La mujer dio la espalda al SS y comenzó a desabrocharse el vestido.
—La ropa interior también —indicó Högl—. Meta todas sus pertenencias en esa bolsa de ahí: vestido, medias, zapatos, ropa interior, bolso, documentación…
Mientras iba desnudándose, intentaba mantener el equilibrio dando la espalda al alto oficial de las SS.
Cuando terminó de vestirse, Högl acompañó a Katherina Kauffman a una habitación del búnker, justo al lado del dormitorio de Beisel.
—No saldrá de su habitación pase lo que pase, ¿me ha entendido? —preguntó Högl—. Esta habitación ha sido preparada para usted. Aquí nadie la molestará en ningún momento. Esté tranquila. Todos los días vendré yo mismo a traerle el desayuno, la comida y la cena. Ahí tiene usted también varios libros y revistas antiguas para distraerse. Cuando llegue el momento en que la necesitemos, vendré yo mismo a decírselo. Por ahora, descanse.

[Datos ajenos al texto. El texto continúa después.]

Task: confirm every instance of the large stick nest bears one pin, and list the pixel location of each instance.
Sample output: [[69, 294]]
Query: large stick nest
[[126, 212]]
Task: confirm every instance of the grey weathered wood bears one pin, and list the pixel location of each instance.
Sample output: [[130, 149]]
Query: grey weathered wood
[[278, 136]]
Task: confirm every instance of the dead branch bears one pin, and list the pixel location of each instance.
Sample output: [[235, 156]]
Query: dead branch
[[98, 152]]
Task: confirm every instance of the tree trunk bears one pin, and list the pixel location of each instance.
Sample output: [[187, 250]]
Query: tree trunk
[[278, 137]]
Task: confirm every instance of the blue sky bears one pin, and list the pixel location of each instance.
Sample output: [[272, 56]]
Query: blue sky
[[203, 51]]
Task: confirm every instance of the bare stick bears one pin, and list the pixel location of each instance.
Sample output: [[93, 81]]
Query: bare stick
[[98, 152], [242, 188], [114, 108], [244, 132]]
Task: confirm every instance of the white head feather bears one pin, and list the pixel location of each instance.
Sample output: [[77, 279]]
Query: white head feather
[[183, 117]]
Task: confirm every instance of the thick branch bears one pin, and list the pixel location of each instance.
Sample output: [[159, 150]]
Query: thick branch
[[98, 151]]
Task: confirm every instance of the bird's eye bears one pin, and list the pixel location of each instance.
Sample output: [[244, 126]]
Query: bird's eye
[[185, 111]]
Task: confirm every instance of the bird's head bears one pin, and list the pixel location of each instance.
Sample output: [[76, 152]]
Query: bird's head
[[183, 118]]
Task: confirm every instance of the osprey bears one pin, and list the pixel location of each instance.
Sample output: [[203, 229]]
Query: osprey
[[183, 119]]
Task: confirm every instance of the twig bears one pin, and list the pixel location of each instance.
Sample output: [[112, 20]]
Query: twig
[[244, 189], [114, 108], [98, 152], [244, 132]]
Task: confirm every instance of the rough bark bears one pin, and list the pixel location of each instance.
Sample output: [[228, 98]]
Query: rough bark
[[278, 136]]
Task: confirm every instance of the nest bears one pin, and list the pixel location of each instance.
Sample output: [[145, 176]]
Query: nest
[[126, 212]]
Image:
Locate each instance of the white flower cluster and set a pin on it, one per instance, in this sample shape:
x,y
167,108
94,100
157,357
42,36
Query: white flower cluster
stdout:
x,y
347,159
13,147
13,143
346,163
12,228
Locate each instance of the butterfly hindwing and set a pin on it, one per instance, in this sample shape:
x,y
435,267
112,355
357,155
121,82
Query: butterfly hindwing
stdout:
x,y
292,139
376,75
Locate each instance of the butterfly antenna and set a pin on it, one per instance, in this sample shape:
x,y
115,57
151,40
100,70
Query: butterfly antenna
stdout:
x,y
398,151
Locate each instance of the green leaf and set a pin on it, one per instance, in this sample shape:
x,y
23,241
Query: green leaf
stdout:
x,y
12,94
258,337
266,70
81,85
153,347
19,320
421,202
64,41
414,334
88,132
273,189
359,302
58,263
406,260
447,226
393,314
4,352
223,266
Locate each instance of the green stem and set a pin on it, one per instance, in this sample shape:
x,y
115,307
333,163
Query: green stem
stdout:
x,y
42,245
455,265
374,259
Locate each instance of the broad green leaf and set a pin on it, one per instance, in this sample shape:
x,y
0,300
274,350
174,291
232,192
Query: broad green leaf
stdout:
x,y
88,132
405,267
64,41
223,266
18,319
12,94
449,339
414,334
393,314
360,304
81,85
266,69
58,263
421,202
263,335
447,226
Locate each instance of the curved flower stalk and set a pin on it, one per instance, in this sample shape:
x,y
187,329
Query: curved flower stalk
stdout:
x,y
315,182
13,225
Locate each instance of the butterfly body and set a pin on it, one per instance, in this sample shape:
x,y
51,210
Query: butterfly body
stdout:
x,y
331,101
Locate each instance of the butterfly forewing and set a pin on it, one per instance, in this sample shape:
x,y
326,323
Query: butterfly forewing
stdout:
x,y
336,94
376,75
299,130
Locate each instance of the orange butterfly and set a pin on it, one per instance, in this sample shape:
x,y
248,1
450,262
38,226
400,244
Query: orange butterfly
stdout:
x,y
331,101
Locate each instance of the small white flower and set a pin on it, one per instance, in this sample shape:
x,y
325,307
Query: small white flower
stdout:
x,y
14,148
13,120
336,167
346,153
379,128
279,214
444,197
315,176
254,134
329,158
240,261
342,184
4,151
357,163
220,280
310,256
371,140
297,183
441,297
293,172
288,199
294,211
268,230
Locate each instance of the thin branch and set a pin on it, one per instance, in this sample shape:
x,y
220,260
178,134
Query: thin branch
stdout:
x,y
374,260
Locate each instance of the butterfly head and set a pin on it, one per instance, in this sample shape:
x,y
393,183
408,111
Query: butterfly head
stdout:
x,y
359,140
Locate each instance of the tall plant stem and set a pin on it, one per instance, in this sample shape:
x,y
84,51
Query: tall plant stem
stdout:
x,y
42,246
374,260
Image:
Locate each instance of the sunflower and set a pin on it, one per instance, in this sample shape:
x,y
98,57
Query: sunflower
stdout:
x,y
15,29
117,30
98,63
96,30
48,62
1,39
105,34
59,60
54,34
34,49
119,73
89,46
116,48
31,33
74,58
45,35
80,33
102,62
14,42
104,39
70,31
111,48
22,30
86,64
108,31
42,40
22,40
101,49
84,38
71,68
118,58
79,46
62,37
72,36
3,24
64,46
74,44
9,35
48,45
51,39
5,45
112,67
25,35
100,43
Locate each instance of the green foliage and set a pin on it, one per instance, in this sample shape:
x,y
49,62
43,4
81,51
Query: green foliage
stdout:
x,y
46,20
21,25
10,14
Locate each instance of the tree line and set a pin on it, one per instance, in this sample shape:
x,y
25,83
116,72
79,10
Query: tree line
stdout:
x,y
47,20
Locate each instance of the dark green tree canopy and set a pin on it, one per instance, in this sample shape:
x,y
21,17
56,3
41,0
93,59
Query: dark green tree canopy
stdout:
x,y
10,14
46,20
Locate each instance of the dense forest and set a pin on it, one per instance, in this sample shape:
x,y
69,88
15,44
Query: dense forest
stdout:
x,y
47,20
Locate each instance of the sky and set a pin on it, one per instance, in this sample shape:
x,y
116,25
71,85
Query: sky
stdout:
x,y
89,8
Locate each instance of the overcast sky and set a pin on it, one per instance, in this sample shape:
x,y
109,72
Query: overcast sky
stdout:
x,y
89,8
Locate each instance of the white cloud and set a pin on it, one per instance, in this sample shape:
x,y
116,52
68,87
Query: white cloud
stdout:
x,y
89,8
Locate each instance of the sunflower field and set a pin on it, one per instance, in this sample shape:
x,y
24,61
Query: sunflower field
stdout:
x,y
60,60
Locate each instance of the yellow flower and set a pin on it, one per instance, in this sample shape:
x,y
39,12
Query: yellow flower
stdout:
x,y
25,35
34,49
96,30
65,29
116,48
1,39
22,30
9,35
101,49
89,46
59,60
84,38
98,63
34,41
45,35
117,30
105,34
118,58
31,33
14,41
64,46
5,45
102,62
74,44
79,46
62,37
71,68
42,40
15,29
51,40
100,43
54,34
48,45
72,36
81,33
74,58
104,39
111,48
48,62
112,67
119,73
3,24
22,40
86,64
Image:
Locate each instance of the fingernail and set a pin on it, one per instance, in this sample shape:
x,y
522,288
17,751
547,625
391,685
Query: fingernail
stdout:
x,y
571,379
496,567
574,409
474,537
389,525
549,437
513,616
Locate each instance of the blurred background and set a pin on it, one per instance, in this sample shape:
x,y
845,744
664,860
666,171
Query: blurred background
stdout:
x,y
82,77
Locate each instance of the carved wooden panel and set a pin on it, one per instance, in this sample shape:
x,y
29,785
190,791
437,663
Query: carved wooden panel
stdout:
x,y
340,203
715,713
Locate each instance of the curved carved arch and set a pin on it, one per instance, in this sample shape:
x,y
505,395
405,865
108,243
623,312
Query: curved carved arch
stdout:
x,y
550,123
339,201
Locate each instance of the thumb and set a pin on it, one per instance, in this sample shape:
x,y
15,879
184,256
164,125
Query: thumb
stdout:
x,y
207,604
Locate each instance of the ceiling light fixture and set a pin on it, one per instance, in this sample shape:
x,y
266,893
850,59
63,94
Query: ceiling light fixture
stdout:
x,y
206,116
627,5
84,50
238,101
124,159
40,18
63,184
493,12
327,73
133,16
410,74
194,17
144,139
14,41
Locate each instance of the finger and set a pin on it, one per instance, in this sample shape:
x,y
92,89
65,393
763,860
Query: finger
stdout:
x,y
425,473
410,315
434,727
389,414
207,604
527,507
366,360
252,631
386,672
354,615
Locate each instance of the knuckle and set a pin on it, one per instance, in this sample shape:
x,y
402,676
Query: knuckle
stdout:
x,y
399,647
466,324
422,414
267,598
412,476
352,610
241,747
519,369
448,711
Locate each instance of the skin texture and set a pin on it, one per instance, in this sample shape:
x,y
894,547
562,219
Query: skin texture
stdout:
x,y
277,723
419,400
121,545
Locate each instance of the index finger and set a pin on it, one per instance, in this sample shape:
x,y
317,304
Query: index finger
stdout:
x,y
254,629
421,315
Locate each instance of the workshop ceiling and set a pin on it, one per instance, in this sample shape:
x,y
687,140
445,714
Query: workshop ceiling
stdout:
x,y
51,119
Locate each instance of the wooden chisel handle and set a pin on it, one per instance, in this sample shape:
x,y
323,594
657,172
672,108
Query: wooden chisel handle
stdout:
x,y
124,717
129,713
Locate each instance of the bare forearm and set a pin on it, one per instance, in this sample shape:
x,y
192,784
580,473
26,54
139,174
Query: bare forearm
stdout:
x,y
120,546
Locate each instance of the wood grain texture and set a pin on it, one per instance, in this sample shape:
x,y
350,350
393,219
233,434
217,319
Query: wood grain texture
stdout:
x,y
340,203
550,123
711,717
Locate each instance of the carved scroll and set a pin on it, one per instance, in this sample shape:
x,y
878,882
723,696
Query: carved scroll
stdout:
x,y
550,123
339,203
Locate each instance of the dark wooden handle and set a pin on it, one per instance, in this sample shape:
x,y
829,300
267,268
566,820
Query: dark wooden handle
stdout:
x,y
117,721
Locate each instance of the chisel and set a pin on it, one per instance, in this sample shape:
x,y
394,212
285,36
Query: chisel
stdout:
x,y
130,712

A esa misma hora, el Führer se encontraba en su dormitorio, sentado en la cama y con la caja fuerte situada a un lado abierta de par en par. Durante unas horas había estado redactando su testamento personal y político. En él explicaba sus deseos de contraer matrimonio con la joven que, tras largos años de fiel amistad, había entrado por voluntad propia en la ya casi sitiada ciudad para compartir su destino con el suyo. En el texto nombraba albacea testamentario a «mi fidelísimo copartidario Martin Bormann».
Esa misma noche, Hitler y Eva Braun contrajeron matrimonio en el búnker. Los contrayentes, tras prestar declaración de su origen exclusivamente ario y de no tener enfermedades hereditarias ante el funcionario Walter Wagner, se acogieron al «matrimonio de guerra», debido a las circunstancias especiales. El funcionario se dirigió a Hitler y a Braun y les preguntó si tenían intención de contraer matrimonio. Al decir ambos que sí, el funcionario declaró que estaban formalmente casados.